On Wed, Oct 3, 2018 at 3:09 PM Michael McLoughlin via llvm-dev <
llvm-dev at lists.llvm.org> wrote:

> Good question.
>
> The initial motivation was looking at ways of automatically converting
> existing (reviewed) implementations of crypto algorithms into Go assembly.
> The secondary motivation was learning more about LLVM.
>
> Yes, I considered that approach. Unfortunately the Go disassembler is
> incomplete (one example https://golang.org/issue/25617).
>
>
> On Wed, Oct 3, 2018 at 11:01 AM James Y Knight <jyknight at google.com>
> wrote:
>
>> I'd start by asking _why_ you want to do this? Is there some more
>> concrete goal you had in mind, that you want this for? It doesn't really
>> seem worthwhile to me.
>>
>> If you just want to create Go assembly from LLVM input, I would suggest
>> having LLVM emit a .o file and then run "go tool objdump foo.o" to
>> disassemble it using Go's disassembler.
>>
>> On Wed, Oct 3, 2018 at 1:14 PM Michael McLoughlin via llvm-dev <
>> llvm-dev at lists.llvm.org> wrote:
>>
>>> Hello,
>>>
>>> I am interested in experimenting with Golang assembly with LLVM on X86.

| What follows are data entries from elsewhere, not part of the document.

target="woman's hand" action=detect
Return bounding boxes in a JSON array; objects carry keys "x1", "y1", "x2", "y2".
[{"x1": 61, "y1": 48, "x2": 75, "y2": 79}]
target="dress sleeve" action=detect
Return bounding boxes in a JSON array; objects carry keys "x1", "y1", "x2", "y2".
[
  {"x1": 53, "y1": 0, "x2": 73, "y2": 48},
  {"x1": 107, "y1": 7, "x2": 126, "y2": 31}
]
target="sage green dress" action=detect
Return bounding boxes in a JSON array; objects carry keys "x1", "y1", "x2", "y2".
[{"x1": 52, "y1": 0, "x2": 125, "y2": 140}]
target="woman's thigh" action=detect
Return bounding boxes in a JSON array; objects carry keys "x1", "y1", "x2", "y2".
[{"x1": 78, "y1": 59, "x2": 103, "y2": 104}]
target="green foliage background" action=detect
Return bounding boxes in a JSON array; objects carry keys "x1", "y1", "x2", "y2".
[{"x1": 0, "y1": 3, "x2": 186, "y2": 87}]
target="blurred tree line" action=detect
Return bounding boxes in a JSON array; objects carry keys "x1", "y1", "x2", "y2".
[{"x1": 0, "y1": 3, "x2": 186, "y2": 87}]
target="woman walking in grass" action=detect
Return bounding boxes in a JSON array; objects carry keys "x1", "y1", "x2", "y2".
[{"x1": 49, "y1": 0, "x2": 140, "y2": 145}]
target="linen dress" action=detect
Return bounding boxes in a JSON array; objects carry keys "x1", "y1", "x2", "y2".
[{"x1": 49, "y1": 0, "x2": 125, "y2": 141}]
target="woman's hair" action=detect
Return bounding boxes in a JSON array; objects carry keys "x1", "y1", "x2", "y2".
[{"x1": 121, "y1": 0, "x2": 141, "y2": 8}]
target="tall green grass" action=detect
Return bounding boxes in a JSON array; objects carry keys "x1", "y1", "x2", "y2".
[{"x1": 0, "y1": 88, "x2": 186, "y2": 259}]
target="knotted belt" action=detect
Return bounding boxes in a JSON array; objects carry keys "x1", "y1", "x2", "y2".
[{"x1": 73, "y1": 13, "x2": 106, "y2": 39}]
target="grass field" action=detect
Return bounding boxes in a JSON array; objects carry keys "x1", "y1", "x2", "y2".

>>> Golang Assembly is most similar to AT&T/GAS with some differences:
>>>
>>> * A small number of instructions have operand order flipped
>>> * Some mnemonics are different
>>> * Different register naming conventions
>>>
>>> Iskander Sharipov covers details here:
>>> https://quasilyte.github.io/blog/post/go-asm-complementary-reference/
>>>
>>> I have started looking into how the `X86AsmPrinter` and `InstPrinter`
>>> works. It seems like there could be two high-level approaches:
>>>
>>> 1. Treat Golang assembly as a completely separate third variant. This
>>> would require substantial edits to various X86Instr*.td files, mainly to
>>> account for variant number 2 in all the AsmString entries. That is, strings
>>> like "mov{l}\t{$src, $dst|$dst, $src}" would need to account for a third
>>> possibility. Likely much of this could be automated, but the changes would
>>> be substantial. Then hopefully other differences could be handled
>>> with MnemonicAlias. Further changes would be required to
>>> `X86AsmPrinter.cc`, parsers, and no doubt many other places I haven't even
>>> seen yet.
>>>
>>> 2. I am interested in whether it's feasible (and easier) to treat Golang
>>> as a "sub-variant" of AT&T. That is, no changes made to the *.td files, but
>>> the differences between AT&T and Golang assembly are handled later in code
>>> (X86AsmPrinter and the like). I have not fully thought this through yet.
>>>
>>> I thought I would reach out for some advice from people who might have a
>>> better intuition. Are either of these approaches reasonable? Is there a
>>> better third way? Is the whole thing going to be prohibitively difficult?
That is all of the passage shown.